28 358
Wijziging van de Bestrijdingsmiddelenwet 1962 (verbetering van de handhaving en bepalingen inzake uitbreidingstoelatingen)

nr. 17
BRIEF VAN DE STAATSSECRETARIS VAN VOLKSHUISVESTING, RUIMTELIJKE ORDENING EN MILIEUBEHEER

Aan de Voorzitter van de Tweede Kamer der Staten-Generaal

Den Haag, 17 december 2004

Hierbij ontvangt u een afschrift van de brief1 zoals deze heden is verzonden aan de Vereniging Nederlandse Scheepsbouw Industrie (VNSI). Deze brief geeft het resultaat weer van mijn invulling aan de uitvoering van de motie Mastwijk c.s. (28 358, nr. 13) en mijn toezegging uit het Algemeen Overleg van 7 oktober jl. om bij te dragen aan een adequaat pakket aan aangroeiwerende verven voor de scheepswerven.

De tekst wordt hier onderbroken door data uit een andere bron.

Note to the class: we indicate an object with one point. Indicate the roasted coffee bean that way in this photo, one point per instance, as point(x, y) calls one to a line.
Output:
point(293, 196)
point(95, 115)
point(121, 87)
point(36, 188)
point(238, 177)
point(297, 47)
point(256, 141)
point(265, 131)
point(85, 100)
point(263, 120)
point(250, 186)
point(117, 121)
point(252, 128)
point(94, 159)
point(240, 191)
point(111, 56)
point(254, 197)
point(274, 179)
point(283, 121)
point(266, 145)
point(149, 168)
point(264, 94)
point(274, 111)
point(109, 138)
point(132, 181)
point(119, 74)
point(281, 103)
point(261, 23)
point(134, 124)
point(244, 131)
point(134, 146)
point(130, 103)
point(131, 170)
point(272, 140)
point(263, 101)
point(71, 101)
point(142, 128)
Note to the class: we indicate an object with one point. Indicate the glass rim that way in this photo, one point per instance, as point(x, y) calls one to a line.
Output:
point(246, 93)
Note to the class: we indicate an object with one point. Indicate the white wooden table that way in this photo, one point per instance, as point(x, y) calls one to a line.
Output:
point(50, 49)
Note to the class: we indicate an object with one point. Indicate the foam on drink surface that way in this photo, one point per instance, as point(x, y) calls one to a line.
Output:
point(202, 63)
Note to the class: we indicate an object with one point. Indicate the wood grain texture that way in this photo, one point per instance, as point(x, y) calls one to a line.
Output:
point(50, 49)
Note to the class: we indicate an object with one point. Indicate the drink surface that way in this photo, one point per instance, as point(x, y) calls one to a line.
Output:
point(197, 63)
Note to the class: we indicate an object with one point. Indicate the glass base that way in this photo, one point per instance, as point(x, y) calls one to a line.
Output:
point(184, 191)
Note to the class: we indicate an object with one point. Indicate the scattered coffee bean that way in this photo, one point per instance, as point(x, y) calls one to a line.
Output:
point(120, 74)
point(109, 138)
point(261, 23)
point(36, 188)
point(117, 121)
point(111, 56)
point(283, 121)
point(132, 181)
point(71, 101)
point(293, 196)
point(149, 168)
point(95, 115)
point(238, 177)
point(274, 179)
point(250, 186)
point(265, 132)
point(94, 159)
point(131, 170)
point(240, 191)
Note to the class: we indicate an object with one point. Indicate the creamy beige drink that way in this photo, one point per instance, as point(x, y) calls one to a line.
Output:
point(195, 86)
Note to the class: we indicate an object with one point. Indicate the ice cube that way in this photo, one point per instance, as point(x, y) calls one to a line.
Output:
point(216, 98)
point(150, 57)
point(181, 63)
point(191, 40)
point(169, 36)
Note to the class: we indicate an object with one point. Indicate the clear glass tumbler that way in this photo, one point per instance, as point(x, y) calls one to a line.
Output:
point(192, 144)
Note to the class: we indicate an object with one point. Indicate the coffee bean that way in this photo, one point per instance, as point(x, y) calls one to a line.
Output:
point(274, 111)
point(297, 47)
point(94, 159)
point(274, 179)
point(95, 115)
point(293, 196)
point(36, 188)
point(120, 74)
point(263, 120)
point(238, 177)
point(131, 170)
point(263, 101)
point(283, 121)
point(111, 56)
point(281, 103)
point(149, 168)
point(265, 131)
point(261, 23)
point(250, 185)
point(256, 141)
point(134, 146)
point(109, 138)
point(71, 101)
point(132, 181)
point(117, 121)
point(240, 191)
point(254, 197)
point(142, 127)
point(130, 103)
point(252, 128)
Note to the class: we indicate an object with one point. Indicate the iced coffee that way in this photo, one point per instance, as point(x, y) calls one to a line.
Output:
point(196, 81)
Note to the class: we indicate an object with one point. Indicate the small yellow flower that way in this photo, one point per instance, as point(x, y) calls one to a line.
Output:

De vorig jaar getroffen voorziening wordt verlengd omdat gebleken is dat voor een adequate beoordeling van een groot deel van de middelen een tweede fase noodzakelijk is. Door het voortzetten van deze voorziening kunnen, naast twee inmiddels formeel toegelaten aangroeiwerende verven, 14 zogenaamde «nieuwe generatie» aangroeiwerende verven worden toegepast totdat de volledige beoordeling is afgerond. Voor de Nederlandse scheepswerven betekent dit dat er op dit punt sprake blijft van een gelijkwaardige positie ten opzichte van de buitenlandse concurrentie.

De Staatssecretaris van Volkshuisvesing, Ruimtelijke Ordening en Milieubeheer,

P. L. B. A. van Geel


XNoot
1

Ter inzage gelegd bij het Centraal Informatiepunt Tweede Kamer.